Layer 2: CONFIGURABLE (Try Config First)
Before changing code, try adjusting configuration:
ConversionConfig:
├── page_ranges # Which pages to process
├── exclude_regions # Margins to ignore (headers/footers)
├── multi_column # Column detection settings
├── reading_order_strategy # "y_sort" or "xy_cut"
├── heading_detection # Font size thresholds
├── footnote_processing # Footnote patterns
├── image_optimization # Compression settings
└── metadata # Title, author, language
See reference/config-tuning.md for all parameters.
Layer 3: ADAPTABLE (Can Modify If Config Fails)
These files contain heuristics that may need tuning for specific PDFs:
| File | What You Can Modify |
|---|---|
conversion/strategies/* |
Create new strategy subclass |
detectors/structure_classifier.py |
Heading detection heuristics |
detectors/reading_order/* |
Add custom sorter algorithm |
detectors/footnote_detector.py |
Add new footnote patterns |
See reference/code-adaptation.md for guidelines.
Project Structure
<skill-directory>/
├── SKILL.md # This file
├── requirements.txt # Python dependencies
├── core/ # FROZEN: Core algorithms
│ ├── epub_builder.py # EPUB3 file creation
│ ├── pdf_extractor.py # PDF text/image extraction
│ ├── text_segmenter.py # Deterministic chunking
│ └── image_optimizer.py # Image compression
│
├── conversion/ # Main conversion logic
│ ├── converter.py # Orchestrator
│ ├── models.py # Data classes & configs
│ ├── strategies/ # ADAPTABLE: Conversion strategies
│ │ ├── base_strategy.py # Template method pattern
│ │ └── simple_strategy.py
│ └── detectors/ # ADAPTABLE: Detection heuristics
│ ├── structure_classifier.py
│ ├── reading_order/
│ ├── footnote_detector.py
│ └── endnote_formatter.py
│
├── validation/ # FROZEN: Quality checking
│ ├── completeness_checker.py
│ └── order_checker.py
│
├── scripts/ # CLI entry points
│ ├── analyze.py
│ ├── convert.py
│ └── validate.py
│
├── reference/ # Documentation
│ ├── workflow.md
│ ├── architecture.md
│ ├── troubleshooting.md
│ ├── config-tuning.md
│ └── code-adaptation.md
│
└── examples/ # Example configurations
├── fiction-simple.json
├── academic-multicol.json
└── magazine-images.json
Example Configurations
Fiction Book (simple layout)
{
"page_ranges": {"skip": [1, 2], "content": [3, -3]},
"exclude_regions": {"top": 0.05, "bottom": 0.05},
"reading_order_strategy": "y_sort",
"heading_detection": {"font_size_threshold": 1.2}
}
Academic Paper (2-column)
{
"page_ranges": {"skip": [1], "content": [2, -1]},
"exclude_regions": {"top": 0.08, "bottom": 0.08},
"reading_order_strategy": "xy_cut",
"multi_column": {"enabled": true, "threshold": 0.4}
}
Magazine (images + columns)
{
"reading_order_strategy": "xy_cut",
"multi_column": {"enabled": true, "column_count": 2},
"image_optimization": {
"enabled": true,
"max_width": 800,
"jpeg_quality": 75
}
}
Reference Documentation
For detailed information, see:
- Workflow Details - Complete phase-by-phase guide
- Architecture - Three-layer system explanation
- Troubleshooting - Common problems and solutions
- Config Tuning - All configuration parameters
- Code Adaptation - When and how to modify code
Common Commands
# Full conversion with validation (from skill directory)

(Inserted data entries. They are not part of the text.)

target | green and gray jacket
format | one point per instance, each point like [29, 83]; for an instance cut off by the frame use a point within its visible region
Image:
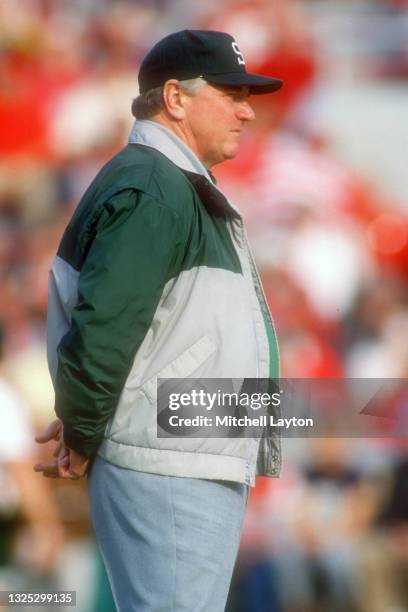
[153, 277]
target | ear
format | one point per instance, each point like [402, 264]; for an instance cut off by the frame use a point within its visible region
[174, 99]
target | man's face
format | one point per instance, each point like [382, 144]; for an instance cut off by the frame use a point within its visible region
[214, 120]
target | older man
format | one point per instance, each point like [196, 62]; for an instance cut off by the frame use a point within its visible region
[154, 277]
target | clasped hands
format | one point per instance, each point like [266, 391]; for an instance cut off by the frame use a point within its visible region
[67, 463]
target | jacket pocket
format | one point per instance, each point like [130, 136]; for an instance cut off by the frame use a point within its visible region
[183, 366]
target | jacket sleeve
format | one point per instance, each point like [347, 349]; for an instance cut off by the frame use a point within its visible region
[137, 248]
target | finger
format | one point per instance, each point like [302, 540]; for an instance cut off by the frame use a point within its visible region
[64, 468]
[58, 449]
[52, 432]
[78, 464]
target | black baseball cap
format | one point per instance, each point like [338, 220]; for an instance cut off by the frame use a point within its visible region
[188, 54]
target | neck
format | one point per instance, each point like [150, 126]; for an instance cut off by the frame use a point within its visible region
[180, 130]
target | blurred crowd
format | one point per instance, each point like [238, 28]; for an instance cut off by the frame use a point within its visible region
[332, 247]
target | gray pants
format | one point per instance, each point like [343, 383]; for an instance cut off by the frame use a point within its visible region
[169, 544]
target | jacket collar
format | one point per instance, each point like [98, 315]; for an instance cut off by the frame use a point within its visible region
[155, 135]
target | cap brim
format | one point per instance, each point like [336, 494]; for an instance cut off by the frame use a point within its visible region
[257, 84]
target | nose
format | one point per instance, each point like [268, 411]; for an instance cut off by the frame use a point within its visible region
[245, 111]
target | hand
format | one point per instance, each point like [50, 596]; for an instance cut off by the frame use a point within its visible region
[68, 463]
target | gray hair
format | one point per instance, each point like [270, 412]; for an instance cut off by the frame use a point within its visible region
[151, 102]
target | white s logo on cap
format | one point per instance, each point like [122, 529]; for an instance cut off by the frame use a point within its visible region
[238, 53]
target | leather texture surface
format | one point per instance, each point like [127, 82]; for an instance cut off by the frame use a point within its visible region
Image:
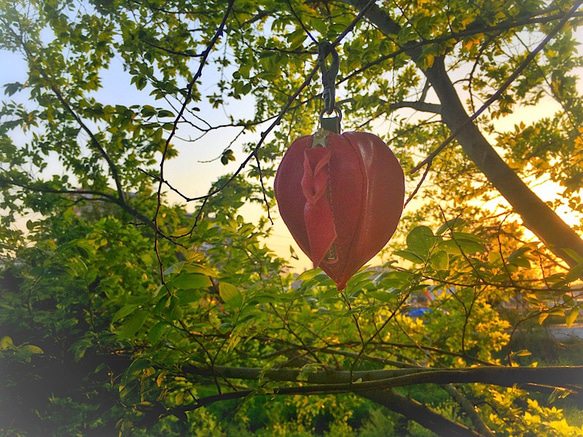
[341, 202]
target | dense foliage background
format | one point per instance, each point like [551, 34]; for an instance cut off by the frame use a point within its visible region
[132, 304]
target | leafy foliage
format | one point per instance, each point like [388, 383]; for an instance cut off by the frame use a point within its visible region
[124, 312]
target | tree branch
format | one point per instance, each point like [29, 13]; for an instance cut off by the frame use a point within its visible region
[339, 380]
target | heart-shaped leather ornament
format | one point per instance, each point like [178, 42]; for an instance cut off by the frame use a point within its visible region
[341, 197]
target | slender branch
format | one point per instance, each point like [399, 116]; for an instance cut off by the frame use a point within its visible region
[509, 81]
[188, 97]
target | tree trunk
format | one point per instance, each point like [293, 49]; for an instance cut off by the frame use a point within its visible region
[535, 214]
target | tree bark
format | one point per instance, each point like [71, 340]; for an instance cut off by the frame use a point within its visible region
[535, 214]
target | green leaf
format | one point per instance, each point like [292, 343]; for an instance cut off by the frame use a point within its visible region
[440, 260]
[230, 294]
[575, 273]
[410, 256]
[123, 312]
[32, 349]
[6, 343]
[157, 331]
[571, 316]
[186, 280]
[133, 324]
[309, 274]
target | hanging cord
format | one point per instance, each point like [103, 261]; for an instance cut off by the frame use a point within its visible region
[325, 49]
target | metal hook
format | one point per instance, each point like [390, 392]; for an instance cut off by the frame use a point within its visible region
[325, 48]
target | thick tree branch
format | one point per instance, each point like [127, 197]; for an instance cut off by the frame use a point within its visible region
[535, 214]
[335, 380]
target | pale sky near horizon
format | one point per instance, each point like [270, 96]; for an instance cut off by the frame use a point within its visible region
[190, 174]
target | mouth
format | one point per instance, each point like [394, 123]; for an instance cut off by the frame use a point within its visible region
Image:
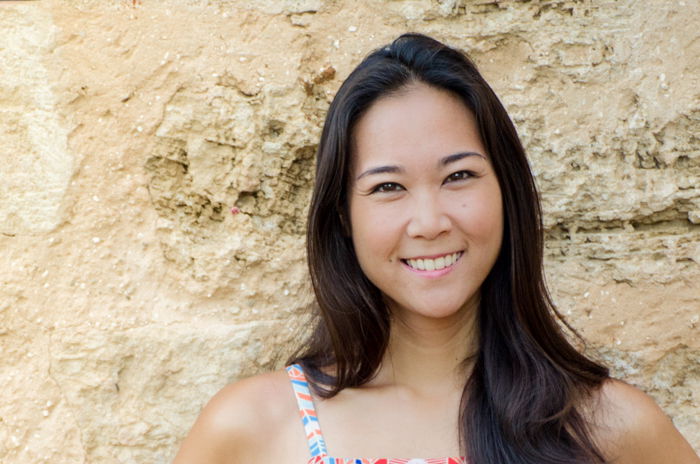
[433, 264]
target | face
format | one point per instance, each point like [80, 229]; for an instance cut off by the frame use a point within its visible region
[424, 202]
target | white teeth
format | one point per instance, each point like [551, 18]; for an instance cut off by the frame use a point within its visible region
[434, 264]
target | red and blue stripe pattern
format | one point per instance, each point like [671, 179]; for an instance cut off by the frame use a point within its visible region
[317, 445]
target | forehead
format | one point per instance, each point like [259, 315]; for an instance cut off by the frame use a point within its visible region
[419, 123]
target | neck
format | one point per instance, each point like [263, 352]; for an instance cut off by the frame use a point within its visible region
[427, 355]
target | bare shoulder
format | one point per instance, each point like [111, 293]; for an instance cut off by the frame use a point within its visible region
[632, 428]
[237, 423]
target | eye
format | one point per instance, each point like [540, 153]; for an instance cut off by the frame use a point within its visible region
[387, 187]
[459, 175]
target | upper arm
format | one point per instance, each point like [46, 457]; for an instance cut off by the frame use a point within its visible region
[637, 431]
[234, 426]
[219, 431]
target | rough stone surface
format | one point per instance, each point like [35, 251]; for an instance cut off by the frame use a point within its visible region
[130, 131]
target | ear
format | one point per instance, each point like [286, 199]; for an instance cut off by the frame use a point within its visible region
[345, 224]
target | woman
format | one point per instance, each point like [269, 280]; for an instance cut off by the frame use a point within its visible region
[436, 336]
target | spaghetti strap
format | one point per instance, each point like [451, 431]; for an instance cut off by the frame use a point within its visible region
[307, 411]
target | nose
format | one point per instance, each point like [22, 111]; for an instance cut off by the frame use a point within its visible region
[428, 218]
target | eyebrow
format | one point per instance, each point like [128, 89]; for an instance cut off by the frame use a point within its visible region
[442, 162]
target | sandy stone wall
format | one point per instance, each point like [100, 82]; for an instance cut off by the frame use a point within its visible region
[130, 129]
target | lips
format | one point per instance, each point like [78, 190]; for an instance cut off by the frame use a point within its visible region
[433, 264]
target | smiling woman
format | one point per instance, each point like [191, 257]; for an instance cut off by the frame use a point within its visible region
[436, 340]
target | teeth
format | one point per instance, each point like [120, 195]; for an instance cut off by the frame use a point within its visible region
[434, 264]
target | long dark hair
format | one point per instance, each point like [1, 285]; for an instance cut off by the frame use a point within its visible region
[523, 400]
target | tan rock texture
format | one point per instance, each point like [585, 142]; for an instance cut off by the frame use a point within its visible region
[130, 129]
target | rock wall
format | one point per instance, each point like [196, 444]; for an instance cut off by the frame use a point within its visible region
[130, 130]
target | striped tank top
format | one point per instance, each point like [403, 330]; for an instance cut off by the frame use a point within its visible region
[317, 445]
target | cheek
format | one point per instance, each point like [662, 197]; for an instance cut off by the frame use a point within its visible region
[375, 230]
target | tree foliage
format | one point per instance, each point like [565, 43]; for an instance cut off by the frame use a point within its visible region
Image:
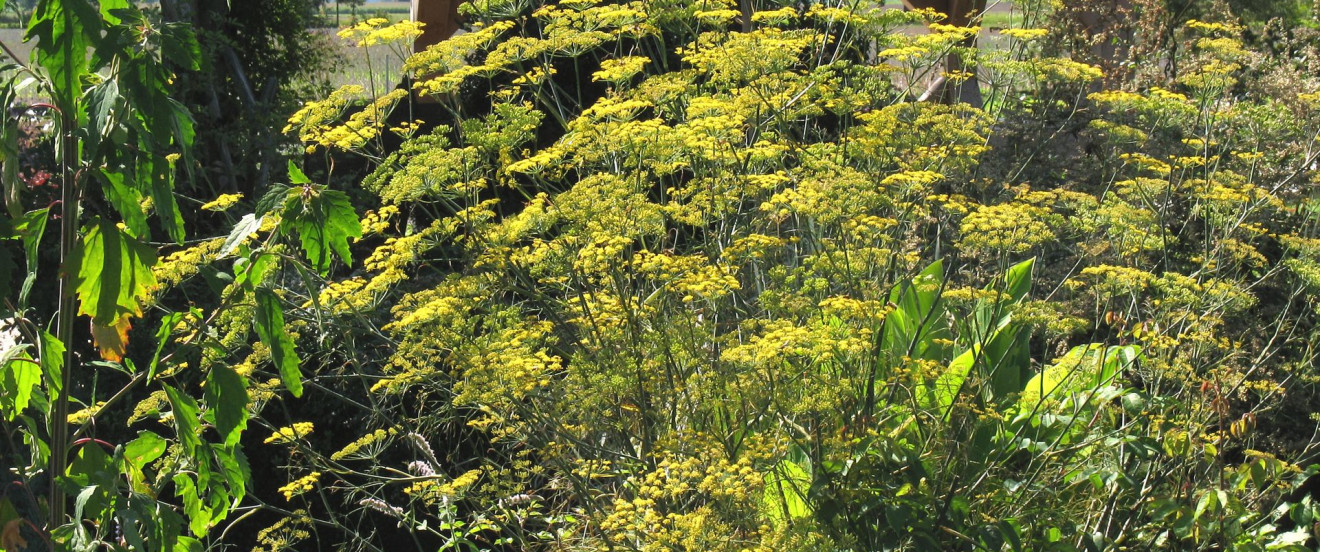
[638, 277]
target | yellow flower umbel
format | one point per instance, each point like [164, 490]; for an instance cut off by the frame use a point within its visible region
[300, 485]
[291, 433]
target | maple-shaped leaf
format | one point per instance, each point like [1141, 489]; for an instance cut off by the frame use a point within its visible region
[114, 280]
[324, 219]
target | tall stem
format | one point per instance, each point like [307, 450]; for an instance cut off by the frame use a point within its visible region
[67, 310]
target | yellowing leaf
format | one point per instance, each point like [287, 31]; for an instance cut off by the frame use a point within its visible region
[111, 338]
[114, 279]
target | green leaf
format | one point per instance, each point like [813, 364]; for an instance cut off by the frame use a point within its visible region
[180, 46]
[226, 395]
[53, 362]
[144, 449]
[64, 31]
[19, 377]
[247, 225]
[126, 198]
[322, 218]
[1018, 280]
[163, 198]
[296, 174]
[114, 279]
[234, 468]
[198, 515]
[185, 420]
[32, 226]
[100, 104]
[786, 493]
[918, 320]
[269, 328]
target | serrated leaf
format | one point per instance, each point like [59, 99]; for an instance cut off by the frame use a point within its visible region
[144, 449]
[296, 174]
[322, 218]
[324, 221]
[32, 226]
[198, 515]
[114, 279]
[226, 395]
[100, 104]
[64, 31]
[247, 225]
[19, 377]
[53, 362]
[269, 328]
[185, 419]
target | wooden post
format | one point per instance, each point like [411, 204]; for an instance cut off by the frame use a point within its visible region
[440, 19]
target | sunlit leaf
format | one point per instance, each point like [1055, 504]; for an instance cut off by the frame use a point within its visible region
[114, 279]
[269, 328]
[322, 218]
[226, 395]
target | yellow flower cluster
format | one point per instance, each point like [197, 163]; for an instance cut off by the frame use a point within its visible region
[222, 204]
[371, 443]
[1109, 280]
[186, 263]
[285, 534]
[300, 485]
[291, 433]
[1024, 34]
[618, 70]
[432, 491]
[1005, 227]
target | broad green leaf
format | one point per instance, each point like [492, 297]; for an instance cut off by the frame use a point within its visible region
[322, 218]
[918, 320]
[126, 198]
[269, 328]
[234, 468]
[296, 176]
[324, 221]
[19, 377]
[114, 279]
[1018, 280]
[110, 7]
[102, 106]
[944, 391]
[185, 420]
[180, 46]
[64, 31]
[163, 198]
[247, 225]
[144, 449]
[194, 506]
[786, 491]
[9, 159]
[32, 226]
[227, 398]
[53, 362]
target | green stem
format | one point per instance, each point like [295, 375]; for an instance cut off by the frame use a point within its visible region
[66, 314]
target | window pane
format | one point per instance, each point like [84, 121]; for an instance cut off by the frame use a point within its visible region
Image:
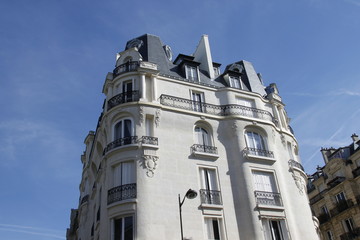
[127, 128]
[128, 228]
[118, 229]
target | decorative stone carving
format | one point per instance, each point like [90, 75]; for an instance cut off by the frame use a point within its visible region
[150, 163]
[300, 183]
[141, 115]
[157, 117]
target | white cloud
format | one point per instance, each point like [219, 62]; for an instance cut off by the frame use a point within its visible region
[51, 234]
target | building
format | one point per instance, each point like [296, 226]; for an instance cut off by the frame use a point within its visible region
[334, 192]
[168, 126]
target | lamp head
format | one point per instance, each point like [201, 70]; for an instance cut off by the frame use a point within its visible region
[191, 194]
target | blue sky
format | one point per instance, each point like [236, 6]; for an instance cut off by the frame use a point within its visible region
[54, 56]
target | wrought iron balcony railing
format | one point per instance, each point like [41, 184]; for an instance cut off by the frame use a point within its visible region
[210, 197]
[268, 198]
[121, 142]
[293, 163]
[341, 206]
[204, 148]
[126, 67]
[352, 235]
[218, 110]
[132, 96]
[123, 192]
[258, 152]
[149, 140]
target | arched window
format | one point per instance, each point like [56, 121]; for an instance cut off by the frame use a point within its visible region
[202, 136]
[124, 132]
[256, 144]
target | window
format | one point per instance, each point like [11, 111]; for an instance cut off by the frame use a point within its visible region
[209, 192]
[265, 189]
[256, 144]
[275, 229]
[191, 73]
[340, 197]
[329, 235]
[124, 182]
[123, 228]
[202, 137]
[235, 82]
[348, 225]
[290, 151]
[198, 101]
[123, 130]
[213, 229]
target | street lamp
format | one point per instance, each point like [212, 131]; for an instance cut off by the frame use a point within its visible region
[190, 194]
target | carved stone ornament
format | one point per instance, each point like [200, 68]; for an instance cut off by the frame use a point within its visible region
[300, 183]
[157, 117]
[150, 163]
[141, 115]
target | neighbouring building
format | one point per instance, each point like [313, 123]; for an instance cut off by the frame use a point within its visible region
[334, 192]
[168, 126]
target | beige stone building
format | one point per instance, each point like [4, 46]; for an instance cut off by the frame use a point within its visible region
[170, 125]
[334, 192]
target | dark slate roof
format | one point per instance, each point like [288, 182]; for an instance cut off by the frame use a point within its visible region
[153, 50]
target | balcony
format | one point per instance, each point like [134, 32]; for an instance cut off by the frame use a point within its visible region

python -m scripts.convert input.pdf output.epub && \
python -m scripts.validate input.pdf output.epub
# Analyze PDF structure
python -m scripts.analyze input.pdf
Quality Metrics
After conversion, always check:
| Metric | Good | Warning | Bad |
|---|---|---|---|
| Text completeness | > 98% | 95-98% | < 95% |
| Reading order | > 90% | 80-90% | < 80% |
| Confidence | > 0.8 | 0.6-0.8 | < 0.6 |
If any metric is in "Warning" or "Bad" range, follow the Decision Tree above.